Thanos, Prometheus and Golang version used
Prometheus version: 2.11.1
thanos, version 0.6.0 (branch: master, revision: 579671460611d561fcf991182b3f60e91ea04843)
build user: root@packages-build-1127f72e-908b-40dc-b9e1-f95dcacaaa62-sck6t
build date: 20190806-16:13:48
go version: go1.12.7
What happened
When running the compactor on we get the following output (sanitized to remove internal hostnames):
2019-08-13T15:13:54-07:00 observability-compactor-123456 user:notice thanos-compact-observability-036[20057]: level=error ts=2019-08-13T22:13:54.054751118Z caller=main.go:199 msg="running command failed" err="compaction failed: compaction failed for group 0@{host=\"observability-prom-A98765\"}: compact blocks [thanos-compact-tDlEs/compact/0@{host=\"observability-prom-A98765\"}/01DHRV2ADD0DGW2V0WB84D472P thanos-compact-tDlEs/compact/0@{host=\"observability-prom-B98765\"}/01DHTN0B5GK4M9K1YF344C599J thanos-compact-tDlEs/compact/0@{host=\"observability-prom-B98765\"}/01DHTYSE4G3CPN6PT73JD4NFPC thanos-compact-tDlEs/compact/0@{host=\"observability-prom-B98765\"}/01DHV863B7P32AR6CM46ZJCJDR thanos-compact-tDlEs/compact/0@{host=\"observability-prom-B98765\"}/01DHY92FF48P4CPQMGPVMEVJE8 thanos-compact-tDlEs/compact/0@{host=\"observability-prom-B98765\"}/01DHYJM1E1F58STJERMF6PWY0M]: 2 errors: write compaction: write postings: write postings: exceeding max size of 64GiB; exceeding max size o
2019-08-13T15:13:54-07:00 observability-compactor-123456 user:notice thanos-compact-observability-036[20057]: f 64GiB"

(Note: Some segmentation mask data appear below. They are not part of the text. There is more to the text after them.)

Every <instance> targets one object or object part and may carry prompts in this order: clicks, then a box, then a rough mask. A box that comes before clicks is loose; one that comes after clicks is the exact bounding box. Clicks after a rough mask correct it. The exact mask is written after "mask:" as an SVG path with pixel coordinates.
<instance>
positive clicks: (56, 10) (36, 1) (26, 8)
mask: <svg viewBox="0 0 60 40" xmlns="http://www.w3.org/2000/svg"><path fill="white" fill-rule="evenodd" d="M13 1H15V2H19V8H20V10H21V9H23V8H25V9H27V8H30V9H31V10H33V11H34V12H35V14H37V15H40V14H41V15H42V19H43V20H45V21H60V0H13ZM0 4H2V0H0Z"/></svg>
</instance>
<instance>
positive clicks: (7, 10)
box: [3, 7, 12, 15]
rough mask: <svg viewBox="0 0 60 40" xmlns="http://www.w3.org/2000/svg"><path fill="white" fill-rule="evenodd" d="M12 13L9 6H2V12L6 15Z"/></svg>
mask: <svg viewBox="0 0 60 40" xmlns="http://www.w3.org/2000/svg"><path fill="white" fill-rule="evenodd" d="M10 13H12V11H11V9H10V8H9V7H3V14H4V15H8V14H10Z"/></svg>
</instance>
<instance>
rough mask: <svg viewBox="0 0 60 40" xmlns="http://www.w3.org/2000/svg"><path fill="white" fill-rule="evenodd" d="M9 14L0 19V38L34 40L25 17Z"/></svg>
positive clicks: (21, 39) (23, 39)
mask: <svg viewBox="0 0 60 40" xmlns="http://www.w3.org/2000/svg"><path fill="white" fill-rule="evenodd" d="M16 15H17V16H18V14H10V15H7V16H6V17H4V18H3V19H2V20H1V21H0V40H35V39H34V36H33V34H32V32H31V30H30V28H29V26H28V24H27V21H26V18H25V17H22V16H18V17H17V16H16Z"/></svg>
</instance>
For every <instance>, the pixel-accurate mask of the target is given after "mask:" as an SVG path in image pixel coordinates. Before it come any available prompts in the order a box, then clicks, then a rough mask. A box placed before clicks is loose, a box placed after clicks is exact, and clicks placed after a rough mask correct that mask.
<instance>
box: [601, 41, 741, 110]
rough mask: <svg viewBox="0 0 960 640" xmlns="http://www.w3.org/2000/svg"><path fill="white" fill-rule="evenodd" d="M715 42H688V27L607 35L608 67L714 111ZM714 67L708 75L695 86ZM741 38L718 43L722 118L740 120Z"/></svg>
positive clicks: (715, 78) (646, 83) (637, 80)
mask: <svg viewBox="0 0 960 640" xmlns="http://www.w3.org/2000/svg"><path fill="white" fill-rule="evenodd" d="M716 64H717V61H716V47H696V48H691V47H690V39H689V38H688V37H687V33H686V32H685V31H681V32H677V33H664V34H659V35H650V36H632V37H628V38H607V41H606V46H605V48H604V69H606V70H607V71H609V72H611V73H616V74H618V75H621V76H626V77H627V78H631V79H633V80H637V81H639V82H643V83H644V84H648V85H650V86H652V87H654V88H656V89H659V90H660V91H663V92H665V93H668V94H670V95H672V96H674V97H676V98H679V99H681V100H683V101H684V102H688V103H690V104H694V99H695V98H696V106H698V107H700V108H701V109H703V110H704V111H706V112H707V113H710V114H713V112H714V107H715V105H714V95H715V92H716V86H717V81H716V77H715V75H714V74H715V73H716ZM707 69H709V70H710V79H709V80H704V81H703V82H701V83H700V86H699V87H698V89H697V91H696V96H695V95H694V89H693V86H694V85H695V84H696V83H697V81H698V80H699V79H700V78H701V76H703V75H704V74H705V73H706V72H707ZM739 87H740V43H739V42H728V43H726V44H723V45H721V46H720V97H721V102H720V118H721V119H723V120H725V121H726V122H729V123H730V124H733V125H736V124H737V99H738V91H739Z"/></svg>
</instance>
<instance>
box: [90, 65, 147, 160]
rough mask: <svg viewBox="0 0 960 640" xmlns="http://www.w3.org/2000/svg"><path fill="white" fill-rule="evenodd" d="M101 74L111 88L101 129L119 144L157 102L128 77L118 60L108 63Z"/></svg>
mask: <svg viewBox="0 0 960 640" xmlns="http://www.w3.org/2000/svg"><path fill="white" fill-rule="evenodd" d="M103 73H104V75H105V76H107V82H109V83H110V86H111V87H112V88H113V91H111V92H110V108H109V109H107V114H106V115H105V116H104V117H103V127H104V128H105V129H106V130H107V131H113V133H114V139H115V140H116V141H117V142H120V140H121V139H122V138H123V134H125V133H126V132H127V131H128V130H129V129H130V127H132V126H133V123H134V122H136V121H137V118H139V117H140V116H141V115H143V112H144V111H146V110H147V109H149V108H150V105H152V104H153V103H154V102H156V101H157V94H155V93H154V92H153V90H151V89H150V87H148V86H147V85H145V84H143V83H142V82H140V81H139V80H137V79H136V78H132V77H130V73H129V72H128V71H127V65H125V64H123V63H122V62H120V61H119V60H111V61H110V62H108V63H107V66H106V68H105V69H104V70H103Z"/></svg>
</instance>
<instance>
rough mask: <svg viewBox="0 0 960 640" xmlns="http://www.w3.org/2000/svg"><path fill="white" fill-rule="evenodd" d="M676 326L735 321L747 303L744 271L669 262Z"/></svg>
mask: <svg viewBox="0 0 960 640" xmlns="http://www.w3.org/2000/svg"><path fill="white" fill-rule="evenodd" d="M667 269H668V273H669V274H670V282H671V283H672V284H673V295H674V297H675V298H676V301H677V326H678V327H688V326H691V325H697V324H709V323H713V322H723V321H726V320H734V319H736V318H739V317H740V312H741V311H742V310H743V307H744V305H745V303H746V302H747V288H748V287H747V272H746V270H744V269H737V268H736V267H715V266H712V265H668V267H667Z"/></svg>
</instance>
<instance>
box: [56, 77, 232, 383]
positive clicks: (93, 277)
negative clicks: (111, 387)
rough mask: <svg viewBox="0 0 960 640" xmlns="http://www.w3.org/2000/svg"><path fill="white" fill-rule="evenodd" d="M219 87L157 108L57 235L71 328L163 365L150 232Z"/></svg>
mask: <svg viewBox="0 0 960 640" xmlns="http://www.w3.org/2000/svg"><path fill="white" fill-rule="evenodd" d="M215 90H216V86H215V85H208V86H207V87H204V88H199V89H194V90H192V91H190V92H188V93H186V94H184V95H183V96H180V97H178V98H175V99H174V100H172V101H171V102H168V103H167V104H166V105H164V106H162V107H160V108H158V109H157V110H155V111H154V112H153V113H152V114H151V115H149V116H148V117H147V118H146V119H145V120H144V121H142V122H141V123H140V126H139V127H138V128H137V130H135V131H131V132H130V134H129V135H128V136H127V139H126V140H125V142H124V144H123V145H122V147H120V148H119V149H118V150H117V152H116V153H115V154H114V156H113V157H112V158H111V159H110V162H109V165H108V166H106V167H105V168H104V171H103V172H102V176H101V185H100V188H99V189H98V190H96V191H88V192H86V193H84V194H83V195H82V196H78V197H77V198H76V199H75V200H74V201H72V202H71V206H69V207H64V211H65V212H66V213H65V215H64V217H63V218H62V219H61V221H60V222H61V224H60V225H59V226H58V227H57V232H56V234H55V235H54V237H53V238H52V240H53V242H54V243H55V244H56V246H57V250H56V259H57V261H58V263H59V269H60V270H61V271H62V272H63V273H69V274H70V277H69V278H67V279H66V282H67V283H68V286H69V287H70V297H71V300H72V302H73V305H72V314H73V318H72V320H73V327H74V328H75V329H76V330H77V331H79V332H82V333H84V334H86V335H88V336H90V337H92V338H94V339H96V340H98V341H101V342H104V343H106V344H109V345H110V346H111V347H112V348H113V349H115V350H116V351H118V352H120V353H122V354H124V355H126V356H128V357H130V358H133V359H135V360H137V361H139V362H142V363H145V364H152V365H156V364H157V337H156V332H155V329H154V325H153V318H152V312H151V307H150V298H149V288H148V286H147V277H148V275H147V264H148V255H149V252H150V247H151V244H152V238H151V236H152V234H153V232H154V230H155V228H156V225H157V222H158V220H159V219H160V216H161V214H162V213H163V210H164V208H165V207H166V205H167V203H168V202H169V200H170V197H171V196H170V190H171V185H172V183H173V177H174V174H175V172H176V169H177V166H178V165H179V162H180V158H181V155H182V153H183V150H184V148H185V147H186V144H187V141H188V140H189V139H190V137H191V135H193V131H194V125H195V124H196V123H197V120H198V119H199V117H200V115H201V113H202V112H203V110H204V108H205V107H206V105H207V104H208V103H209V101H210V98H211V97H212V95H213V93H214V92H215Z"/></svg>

What you expected to happen
Compaction would succeed, or skip these block without error, since they cannot be compacted.
How to reproduce it (as minimally and precisely as possible):
Try to compact blocks that result in the postings part of the resulting index to exceed 64G
Full logs to relevant components
See log lines above. Let me know if anything else would be useful, but I think that's all we have that is relevant
Anything else we need to know
These blocks are from a pair of prometheus hosts we have scraping all targets in one of our data centers. Here is more information on the blocks themselves:
Each of these blocks represent 8 hours of data.
This appears to be related to https://github.com/prometheus/prometheus/issues/5868. I'm not sure if the limit is going to change in the TSDB library, but it would be nice in the mean time if this was considered a warning, or if we could somehow specify a threshold to prevent it from trying to compact these blocks, since they're already fairly large.
@jojohappy I'm not sure question is the right tag for this. I believe this is a bug.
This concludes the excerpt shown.